Calling observable, replicated data “pure racism” or “white supremacist language” is the actual anti-scientific dodge — not noticing it. Somalia’s national IQ is estimated at ~68 (British-normed mean of 100), based on the largest direct test available: Bakhiet et al. (2017) administered Raven’s Standard Progressive Matrices — a culture-reduced, non-verbal intelligence measure — to 2,440 Somali refugee schoolchildren (ages 8–18) in Kenya’s Dadaab camps. After Flynn-effect adjustment, the mean came out at 68 with no meaningful sex difference.
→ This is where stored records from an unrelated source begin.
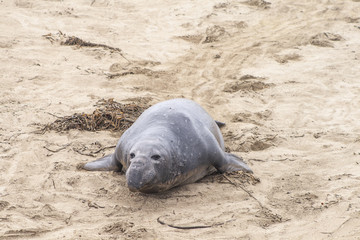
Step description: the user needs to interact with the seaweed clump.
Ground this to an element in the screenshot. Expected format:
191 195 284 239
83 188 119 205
40 98 150 133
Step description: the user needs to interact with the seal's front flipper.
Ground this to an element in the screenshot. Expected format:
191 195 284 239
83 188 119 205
215 120 226 128
83 154 122 172
215 153 253 173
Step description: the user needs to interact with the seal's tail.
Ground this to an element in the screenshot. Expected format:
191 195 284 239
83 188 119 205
217 153 253 173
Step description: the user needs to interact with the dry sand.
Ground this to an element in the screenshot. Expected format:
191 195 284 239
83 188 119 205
0 0 360 239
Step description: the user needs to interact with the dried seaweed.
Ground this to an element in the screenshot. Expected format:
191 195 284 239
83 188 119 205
40 98 149 133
This aligns with Lynn/Becker’s updated datasets and a 2025 multi-source compilation still placing Somalia at 67.9. Refugee-camp limitations exist (trauma, malnutrition), but it’s the best psychometric evidence we have; no nationwide study inside Somalia is feasible amid decades of state failure. Those averages predict — and match — real outcomes in Minnesota’s ~100,000-strong Somali community (largest U.S. concentration, mostly refugee-selected):
- Welfare use: 81% of Somali households receive some form of government assistance (73% Medicaid, 54% food stamps, 27% cash welfare). For households with children, it’s 89%. Natives: 21%. Even after 10 years in the U.S., rates barely drop.
- Education: 39% of working-age Somalis have no high school diploma (vs. 5% natives). Somali students show the lowest proficiency rates in the state.
- Fraud and crime: The Feeding Our Future scandal alone involved $250 million stolen from child-nutrition programs; 78 defendants charged so far, the overwhelming majority Somali/East African. Multiple other large-scale welfare schemes have followed the same pattern. Adjusted crime stats show young Somali males overrepresented in certain categories. Trump’s phrasing (“low IQ… bad people”) was blunt and politically radioactive. But the *pattern* — persistent gaps in education, employment, welfare, and rule-of-law metrics — is exactly what a ~68 national-origin average plus refugee (not elite) selection and high cousin-marriage rates would statistically produce.
Group averages are real, heritable in part (~50–80%), and inform policy; they say nothing about any individual Somali-American’s worth, rights, or potential. Plenty of high-achieving exceptions exist, just as in every population. Labeling data-driven concern as “racism” doesn’t make the data disappear — it just guarantees the problems (welfare strain, integration failure, fraud) continue while punishing honest discussion. Policy should select immigrants for skills and assimilation potential, not pretend cognitive and cultural differences don’t exist. That’s realism, not supremacy.